Perjuangan K.H. Ahmad Shiddiq dalam mempertahankan kemerdekaan dimulai dengan jabatannya sebagai Badan Eksekutif Pemerintah Jember, bersama A. Latif Pane (PNI), P. Siahaan (PBI) dan Nazarudin Lathif (Masyumi). Pada saat itu, bupati dijabat oleh Soedarman, Patihnya R. Soenarto dan Noto Hadinegoro sebagai sekretaris Bupati.
Selain itu, K.H. Ahmad Shiddiq juga berjuang di pasukan Mujahidin (PPPR) pada tahun 1947. Saat itu Belanda melakukan Agresi Militer yang pertama. Belanda merasa kesulitan membasmi PPPR, karena anggotanya adalah para kiai. Agresi tersebut kemudian menimbulkan kecaman internasional terhadap Belanda sehingga muncullah Perundingan Renville yang memutuskan sebagai berikut:
- Mengakui daerah-daerah berdasar perjanjian Linggarjati, dan
- Ditambah daerah-daerah yang diduduki Belanda lewat Agresi harus diakui Indonesia.
Sebagai konsekuensinya perjanjian Renville, maka pejuang-pejuang di daerah kantong (termasuk Jember) harus hijrah. Para pejuang dari Jember kebanyakan mengungsi ke Tulungagung. Di sanalah K.H. Ahmad Shiddiq mempersiapkan pelarian bagi para pejuang yang mengungsi tersebut.
Baca juga: Mengingat Kembali Kriteria Kiai dan Gus ala K.H. Ahmad Shiddiq
Pengabdian K.H. Ahmad Shiddiq
Pengabdiannya di pemerintahan dimulai sebagai kepala KUA (Kantor Urusan Agama) di Situbondo. Saat itu di Departemen Agama dikuasai oleh tokoh-tokoh NU. Menteri Agama adalah K.H. Wahid Hasyim (NU). Dan karirnya di pemerintahan melonjak cepat. Dalam waktu singkat, K.H. Ahmad Shiddiq menjabat sebagai Kepala Kantor Wilayah Departemen Agama di Jawa Timur.

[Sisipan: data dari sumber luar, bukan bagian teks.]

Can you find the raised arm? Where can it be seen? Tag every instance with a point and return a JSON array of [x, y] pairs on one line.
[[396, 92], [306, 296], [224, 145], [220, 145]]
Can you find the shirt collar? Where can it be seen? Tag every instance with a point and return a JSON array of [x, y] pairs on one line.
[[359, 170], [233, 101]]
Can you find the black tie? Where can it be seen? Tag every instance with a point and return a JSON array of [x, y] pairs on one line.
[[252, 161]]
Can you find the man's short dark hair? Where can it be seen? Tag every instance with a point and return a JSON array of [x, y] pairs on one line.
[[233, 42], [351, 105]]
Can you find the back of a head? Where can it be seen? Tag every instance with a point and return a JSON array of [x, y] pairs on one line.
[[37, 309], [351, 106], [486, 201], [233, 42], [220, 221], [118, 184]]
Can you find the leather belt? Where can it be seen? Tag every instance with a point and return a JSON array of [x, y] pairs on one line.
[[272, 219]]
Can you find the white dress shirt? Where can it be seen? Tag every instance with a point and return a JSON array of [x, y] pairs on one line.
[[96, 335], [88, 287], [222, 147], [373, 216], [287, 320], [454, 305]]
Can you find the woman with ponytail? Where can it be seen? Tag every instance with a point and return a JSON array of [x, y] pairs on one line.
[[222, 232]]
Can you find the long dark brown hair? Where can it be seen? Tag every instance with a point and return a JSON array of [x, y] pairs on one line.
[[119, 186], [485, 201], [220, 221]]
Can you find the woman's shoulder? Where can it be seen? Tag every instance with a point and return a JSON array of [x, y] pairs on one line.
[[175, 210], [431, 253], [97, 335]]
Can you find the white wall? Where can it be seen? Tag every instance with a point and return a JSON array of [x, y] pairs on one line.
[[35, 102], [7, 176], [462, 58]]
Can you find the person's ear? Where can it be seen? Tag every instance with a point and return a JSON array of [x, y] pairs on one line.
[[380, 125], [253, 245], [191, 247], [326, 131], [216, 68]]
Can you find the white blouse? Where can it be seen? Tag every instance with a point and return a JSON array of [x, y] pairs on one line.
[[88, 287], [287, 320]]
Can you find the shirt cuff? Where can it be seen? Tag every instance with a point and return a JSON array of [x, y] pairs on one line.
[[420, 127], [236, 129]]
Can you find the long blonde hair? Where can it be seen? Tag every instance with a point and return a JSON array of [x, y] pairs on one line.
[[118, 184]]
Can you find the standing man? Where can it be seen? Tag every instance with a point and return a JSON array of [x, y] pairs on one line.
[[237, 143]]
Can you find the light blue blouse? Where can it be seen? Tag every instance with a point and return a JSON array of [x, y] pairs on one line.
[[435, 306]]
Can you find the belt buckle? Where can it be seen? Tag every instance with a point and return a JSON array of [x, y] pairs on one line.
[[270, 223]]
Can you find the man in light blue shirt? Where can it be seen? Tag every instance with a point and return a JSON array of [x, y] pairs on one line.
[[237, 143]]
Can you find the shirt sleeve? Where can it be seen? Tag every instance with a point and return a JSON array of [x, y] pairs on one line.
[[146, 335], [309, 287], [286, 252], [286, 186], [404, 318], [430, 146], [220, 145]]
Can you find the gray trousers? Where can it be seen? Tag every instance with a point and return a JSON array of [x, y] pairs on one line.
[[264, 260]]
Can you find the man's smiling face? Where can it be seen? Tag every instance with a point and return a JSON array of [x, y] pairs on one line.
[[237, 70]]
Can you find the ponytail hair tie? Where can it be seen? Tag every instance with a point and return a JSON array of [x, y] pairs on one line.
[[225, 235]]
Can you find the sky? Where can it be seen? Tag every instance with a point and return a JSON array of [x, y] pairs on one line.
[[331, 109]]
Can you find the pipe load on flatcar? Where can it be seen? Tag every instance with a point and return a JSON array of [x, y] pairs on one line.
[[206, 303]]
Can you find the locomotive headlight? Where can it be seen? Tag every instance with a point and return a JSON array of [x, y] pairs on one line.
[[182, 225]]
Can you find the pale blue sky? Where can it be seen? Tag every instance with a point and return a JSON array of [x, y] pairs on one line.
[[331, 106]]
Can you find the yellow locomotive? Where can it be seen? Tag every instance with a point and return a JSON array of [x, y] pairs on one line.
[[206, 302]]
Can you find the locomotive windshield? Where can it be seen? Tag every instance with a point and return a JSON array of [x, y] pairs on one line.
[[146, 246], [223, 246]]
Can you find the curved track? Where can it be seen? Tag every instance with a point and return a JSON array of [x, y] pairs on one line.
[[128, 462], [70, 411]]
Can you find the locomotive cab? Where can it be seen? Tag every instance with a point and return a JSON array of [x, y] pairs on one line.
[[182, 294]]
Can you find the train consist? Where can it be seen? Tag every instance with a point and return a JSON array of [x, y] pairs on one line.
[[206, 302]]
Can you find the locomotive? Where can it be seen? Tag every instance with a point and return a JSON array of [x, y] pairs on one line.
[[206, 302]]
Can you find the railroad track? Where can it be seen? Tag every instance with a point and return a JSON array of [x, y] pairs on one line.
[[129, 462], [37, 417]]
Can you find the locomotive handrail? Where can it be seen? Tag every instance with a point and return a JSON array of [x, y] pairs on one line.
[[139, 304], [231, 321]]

Di NU sendiri, karir K.H. Ahmad Shiddiq bermula di Jember. Tak berapa lama, ia sudah aktif di kepengurusan tingkat wilayah Jawa Timur, sehingga di NU saat itu ada 2 bani Shiddiq yaitu: K.H. Ahmad Shiddiq dan K.H. Abdullah Shiddiq (kakaknya). Bahkan pada Konferensi NU Wilayah berikutnya, pasangan kakak beradik tersebut dikesankan saling bersaing dan selanjutnya K.H. Ahmad Shiddiq muncul sebagai Ketua Wilayah NU Jawa Timur.
Tetapi K.H. Ahmad Shiddiq merasa tidak puas dengan kiprahnya selama ini. Panggilan suci untuk mengasuh pesantren (tinggalan Kiai Shiddiq) menuntut kedua Shiddiq tersebut mengadakan komitmen bersama. Keputusannya adalah K.H. Abdullah Shiddiq lebih menekuni pengabdian di NU Jawa Timur, sedangkan K.H. Ahmad Shiddiq mengasuh pondok pesantrennya.

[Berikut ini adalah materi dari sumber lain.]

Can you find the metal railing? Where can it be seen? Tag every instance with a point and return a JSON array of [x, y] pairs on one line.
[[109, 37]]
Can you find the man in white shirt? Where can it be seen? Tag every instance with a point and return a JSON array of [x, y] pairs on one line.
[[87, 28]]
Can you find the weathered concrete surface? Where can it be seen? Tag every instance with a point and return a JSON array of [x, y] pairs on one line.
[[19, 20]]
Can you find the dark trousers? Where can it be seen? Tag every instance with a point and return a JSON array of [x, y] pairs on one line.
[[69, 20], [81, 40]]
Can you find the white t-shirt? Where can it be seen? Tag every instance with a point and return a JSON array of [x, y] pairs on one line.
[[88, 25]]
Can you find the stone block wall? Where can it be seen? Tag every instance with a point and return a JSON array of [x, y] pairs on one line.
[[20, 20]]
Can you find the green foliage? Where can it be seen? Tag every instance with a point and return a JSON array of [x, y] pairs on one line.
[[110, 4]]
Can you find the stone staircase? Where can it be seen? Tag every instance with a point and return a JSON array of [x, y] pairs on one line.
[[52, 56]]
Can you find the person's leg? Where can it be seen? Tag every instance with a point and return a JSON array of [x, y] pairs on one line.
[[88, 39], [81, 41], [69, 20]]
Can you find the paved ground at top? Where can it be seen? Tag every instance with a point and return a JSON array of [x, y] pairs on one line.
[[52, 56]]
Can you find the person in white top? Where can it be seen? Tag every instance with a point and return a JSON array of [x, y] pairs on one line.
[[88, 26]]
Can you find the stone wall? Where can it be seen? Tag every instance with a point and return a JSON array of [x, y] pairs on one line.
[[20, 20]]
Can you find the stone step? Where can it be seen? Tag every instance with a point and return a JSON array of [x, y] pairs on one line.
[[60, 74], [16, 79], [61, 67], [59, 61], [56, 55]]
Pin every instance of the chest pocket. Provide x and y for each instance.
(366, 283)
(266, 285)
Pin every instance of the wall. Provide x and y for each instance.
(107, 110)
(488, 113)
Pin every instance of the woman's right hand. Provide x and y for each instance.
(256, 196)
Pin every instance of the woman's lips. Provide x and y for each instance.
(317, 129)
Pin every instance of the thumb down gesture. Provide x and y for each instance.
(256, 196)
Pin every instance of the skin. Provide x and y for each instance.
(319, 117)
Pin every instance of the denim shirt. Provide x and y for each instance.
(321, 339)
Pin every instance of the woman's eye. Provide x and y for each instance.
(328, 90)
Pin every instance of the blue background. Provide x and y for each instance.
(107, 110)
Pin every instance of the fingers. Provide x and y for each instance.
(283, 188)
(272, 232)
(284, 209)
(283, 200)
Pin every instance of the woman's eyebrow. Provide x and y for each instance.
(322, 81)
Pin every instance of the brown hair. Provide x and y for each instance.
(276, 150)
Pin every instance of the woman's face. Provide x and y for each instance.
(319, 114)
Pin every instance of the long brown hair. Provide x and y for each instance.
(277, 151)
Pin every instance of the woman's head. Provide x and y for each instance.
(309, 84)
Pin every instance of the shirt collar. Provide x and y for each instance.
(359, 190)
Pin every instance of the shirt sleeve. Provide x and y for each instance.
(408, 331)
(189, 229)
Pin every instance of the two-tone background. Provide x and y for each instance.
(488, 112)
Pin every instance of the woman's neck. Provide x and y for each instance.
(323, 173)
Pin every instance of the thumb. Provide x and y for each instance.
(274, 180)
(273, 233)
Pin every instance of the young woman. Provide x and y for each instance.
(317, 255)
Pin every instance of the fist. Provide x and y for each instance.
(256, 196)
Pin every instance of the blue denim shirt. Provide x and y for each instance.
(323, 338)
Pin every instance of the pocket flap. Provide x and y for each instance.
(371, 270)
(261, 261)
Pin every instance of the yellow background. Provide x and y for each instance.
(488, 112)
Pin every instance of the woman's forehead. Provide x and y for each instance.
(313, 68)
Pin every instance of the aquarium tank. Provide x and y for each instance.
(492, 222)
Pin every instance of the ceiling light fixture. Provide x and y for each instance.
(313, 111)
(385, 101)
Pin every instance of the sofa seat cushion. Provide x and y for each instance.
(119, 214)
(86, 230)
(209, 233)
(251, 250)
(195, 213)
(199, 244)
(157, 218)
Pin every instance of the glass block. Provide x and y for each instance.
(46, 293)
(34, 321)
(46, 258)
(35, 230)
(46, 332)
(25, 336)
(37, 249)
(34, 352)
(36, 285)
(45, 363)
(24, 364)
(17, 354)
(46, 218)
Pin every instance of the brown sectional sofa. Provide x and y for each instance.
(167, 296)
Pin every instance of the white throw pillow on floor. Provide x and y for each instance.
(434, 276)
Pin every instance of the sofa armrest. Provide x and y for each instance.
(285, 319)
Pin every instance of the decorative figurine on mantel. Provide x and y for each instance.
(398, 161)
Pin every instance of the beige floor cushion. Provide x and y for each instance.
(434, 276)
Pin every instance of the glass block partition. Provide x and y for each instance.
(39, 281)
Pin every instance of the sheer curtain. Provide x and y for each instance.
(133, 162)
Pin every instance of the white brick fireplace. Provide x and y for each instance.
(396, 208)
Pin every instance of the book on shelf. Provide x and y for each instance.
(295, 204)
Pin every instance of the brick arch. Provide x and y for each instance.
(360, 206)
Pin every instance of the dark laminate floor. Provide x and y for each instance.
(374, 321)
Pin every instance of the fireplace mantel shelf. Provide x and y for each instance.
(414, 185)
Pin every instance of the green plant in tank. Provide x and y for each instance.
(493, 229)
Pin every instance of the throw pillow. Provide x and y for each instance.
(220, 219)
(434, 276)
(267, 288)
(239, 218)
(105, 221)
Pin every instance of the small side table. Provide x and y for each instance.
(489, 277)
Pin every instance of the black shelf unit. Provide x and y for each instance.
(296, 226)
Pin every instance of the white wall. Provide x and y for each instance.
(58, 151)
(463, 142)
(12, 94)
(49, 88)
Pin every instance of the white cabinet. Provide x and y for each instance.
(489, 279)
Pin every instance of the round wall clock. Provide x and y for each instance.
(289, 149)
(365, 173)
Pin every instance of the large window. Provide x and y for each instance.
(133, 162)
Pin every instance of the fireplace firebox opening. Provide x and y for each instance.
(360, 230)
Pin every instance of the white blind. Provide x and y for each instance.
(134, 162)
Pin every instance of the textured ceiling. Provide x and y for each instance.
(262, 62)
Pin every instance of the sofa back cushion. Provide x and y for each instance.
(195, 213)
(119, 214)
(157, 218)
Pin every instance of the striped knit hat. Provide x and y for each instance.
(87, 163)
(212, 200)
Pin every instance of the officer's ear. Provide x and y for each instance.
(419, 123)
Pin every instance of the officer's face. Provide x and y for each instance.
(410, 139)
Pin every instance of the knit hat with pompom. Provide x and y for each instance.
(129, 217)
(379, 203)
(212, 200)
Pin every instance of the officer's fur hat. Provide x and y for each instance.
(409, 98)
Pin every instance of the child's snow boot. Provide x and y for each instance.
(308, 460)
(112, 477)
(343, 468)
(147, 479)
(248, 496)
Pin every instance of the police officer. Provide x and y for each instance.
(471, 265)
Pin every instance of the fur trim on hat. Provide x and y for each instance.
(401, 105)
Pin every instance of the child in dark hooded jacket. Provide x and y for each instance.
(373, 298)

Bintang K.H. Ahmad Shiddiq
Pada Munas Ulama NU di Situbondo, bulan Desember 1983, K.H. Ahmad Shiddiq menjelaskan makalahnya tentang Penerimaan Azas Tunggal Pancasila bagi NU. Beliau menyampaikan pokok-pokok fikiran dan berdialog tanpa kesan apolog: Beliau ungkap argumentasi secara mendasar dan rasional dari segi agama, historis maupun politik.
“Pancasila dan Islam adalah hal yang dapat sejalan dan saling menunjang. Keduanya tidak bertentangan dan jangan dipertentangkan,” kata K.H. Ahmad Shiddiq.
Lebih lanjut ditegaskan, NU menerima Pancasila berdasar pandangan syariah. bukan semata-mata berdasar pandangan politik. Dan NU tetap berpegang pada ajaran akidah dan syariat Islam. Ibarat makanan, Pancasila itu sudah kita makan selama 38 tahun, kok baru sekarang kita persoalkan halal dan haramnya katanya setengah bergurau penuh diplomatik.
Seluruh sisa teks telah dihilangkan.